The growth of galaxies and their central supermassive black holes is governed by the circulation of multiphase gas across a wide range of physical scales, from the circumgalactic medium to star-forming regions and the dense gas in the immediate vicinity of the black hole. This gas carries metals, dust, and angular momentum, regulating how galaxies form stars, how black holes accrete, and how feedback redistributes baryons into the surrounding halos.
In this talk, I will present a multiwavelength view of this baryon cycle using observations from JWST, ALMA, and VLT. I will first discuss how metal enrichment and dust in the circumgalactic medium reveal the exchange of material between galaxies and their environments, providing insight into possible chemical fossils preserved in CGM gas during the Epoch of Reionization. I will then discuss the possible AGN contribution in the dusty star-forming galaxies at z = 4-6. Finally, I will move inward to the nuclear region, where dense and ionized gas shapes black hole accretion, obscuration, outflows, and the co-evolution of the SMBH and its host galaxy.
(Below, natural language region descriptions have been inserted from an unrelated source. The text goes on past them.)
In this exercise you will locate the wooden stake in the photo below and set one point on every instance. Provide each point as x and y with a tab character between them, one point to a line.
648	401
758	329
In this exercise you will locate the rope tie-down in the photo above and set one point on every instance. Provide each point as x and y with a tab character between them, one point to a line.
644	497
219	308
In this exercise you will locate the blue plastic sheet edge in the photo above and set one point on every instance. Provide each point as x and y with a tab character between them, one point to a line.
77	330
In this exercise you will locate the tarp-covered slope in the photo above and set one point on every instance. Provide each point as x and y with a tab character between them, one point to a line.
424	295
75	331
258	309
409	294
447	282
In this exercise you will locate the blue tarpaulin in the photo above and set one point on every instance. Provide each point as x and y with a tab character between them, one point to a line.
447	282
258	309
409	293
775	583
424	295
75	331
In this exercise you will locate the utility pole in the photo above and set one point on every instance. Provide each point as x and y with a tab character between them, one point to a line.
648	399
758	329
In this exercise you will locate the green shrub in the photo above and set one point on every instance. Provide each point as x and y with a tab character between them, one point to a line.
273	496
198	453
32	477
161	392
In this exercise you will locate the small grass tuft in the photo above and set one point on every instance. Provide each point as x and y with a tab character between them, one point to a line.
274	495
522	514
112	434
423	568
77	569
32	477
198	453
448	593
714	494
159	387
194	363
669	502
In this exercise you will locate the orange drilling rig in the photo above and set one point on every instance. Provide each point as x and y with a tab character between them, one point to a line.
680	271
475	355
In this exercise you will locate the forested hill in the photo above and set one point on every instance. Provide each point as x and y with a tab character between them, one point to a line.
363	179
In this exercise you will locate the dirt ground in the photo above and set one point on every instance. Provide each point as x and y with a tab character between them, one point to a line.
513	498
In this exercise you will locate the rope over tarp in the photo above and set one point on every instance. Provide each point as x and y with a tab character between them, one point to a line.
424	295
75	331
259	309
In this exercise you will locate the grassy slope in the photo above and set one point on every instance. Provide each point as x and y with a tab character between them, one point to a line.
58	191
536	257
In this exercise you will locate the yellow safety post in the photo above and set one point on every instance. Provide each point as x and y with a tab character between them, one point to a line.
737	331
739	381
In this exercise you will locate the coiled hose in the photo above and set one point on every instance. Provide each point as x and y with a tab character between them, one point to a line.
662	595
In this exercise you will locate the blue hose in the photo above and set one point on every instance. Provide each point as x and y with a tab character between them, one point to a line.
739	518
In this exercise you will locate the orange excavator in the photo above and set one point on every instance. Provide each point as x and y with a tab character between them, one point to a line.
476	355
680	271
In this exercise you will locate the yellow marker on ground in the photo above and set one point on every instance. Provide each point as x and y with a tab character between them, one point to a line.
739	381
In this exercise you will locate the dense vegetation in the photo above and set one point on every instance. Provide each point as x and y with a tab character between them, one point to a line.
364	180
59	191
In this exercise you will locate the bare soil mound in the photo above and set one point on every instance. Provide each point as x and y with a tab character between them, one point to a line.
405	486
Together, these results build a unified picture in which multiphase gas acts as the physical link between galaxy assembly, chemical enrichment, star formation, and black hole growth. By connecting the CGM, the star-forming interstellar medium, and the circumnuclear environment, this talk highlights how gas flows across scales drive the evolution of galaxies and their central black holes across cosmic time.